While the jury is out on whether Trump is at fault - after all the same Trump has managed to reportedly spark a historic "animal spirits" rally in the S&P, while prompting a record number of people to re-enter the labor force in the past two months - here are facts: total loans and leases by U.S. commercial banks are currently rising at an annual pace of about 4.6%, based on weekly Fed data. That is down from a 6.4% pace for all of last year and peak rates of around 8% in mid-2016. This is the slowest pace of debt creation since the spring of 2014.
While the deceleration has been broad-based across business, real estate and consumer lending and, as the WSJ notes, "is at odds with the idea of a stronger economy and rising sentiment."
But the slowdown has been especially acute in the all important for growth Commercial and Industrial loan category, which after growing at a pace of 10% in the first half of 2016, has suddenly and unexpectedly tumbled to just 4.0% as of the latest week, nearly 50% lower than the 7% growth notched at the start of the year. This was the lowest pace of loan growth since July of 2011.
There has been no definitive explanation for this sudden phenomenon, prompting the WSJ to inquire "who hit the brakes?" which is ironic because just as troubling as the big drop in C&I loans is the relentless grind lower in auto loans, which are likewise growing at a pace that is half what it was as recently as last September.
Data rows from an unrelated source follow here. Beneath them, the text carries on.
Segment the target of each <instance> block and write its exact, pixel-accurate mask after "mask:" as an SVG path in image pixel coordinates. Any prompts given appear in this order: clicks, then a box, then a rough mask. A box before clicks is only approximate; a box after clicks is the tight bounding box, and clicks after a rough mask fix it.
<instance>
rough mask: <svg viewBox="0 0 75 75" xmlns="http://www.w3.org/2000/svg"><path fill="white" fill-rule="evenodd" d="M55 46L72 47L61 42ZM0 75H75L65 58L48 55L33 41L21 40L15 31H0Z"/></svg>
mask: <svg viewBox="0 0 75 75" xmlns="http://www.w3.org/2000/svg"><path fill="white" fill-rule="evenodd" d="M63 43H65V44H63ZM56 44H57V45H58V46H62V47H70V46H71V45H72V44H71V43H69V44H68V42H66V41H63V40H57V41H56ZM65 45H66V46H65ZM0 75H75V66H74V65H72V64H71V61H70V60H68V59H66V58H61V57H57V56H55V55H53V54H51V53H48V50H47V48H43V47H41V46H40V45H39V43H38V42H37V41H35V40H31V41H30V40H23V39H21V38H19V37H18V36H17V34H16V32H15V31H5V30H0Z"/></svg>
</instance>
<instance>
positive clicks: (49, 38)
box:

Two potential ideas have been put forth to explain the sharp slowdown: according to Barclays analyst Jason Goldberg it is possible that companies have shifted from the loan to the bond market, and are selling more bonds to lock in cheap financing before rates rise, while not encumbering assets with issuing unsecured debt. To be sure, corporate debt issuance in January soared by 43% from a year earlier, however the number may be misleading as it comes from a low base in the year-earlier period, when global markets were in turmoil.
The other, more troubling explanation is that either political uncertainty is causing companies and banks to put off big decisions until the outlook for trade and tax policy is clearer, or that consumer demand for loans has plunged, forcing a sharp slowing in loan demand, as the underlying economy suffering a steep slowdown perhaps on the back of surging interest rates. The lending slowdown began showing up clearly just before the election last year, which also coincided with the sharp jump in interest rates.
If it is uncertainty, and should it persist, caution on the part of lenders and borrowers could become a growing drag on the economy. Alternatively, if the slowdown is rate-dependent, any future Fed rate hikes will only further pressure loan growth: 3M Libor has continued its relentless rise higher, and with every passing day makes new 8 year highs.
At this pace, C&I loan growth may turn negative Y/Y within a few months, and since historically US economic growth has been a function of easy bank credit, should the recent drop not be arrested, it is likely that the Fed will have no choice but to reverse its tightening course in the very near future.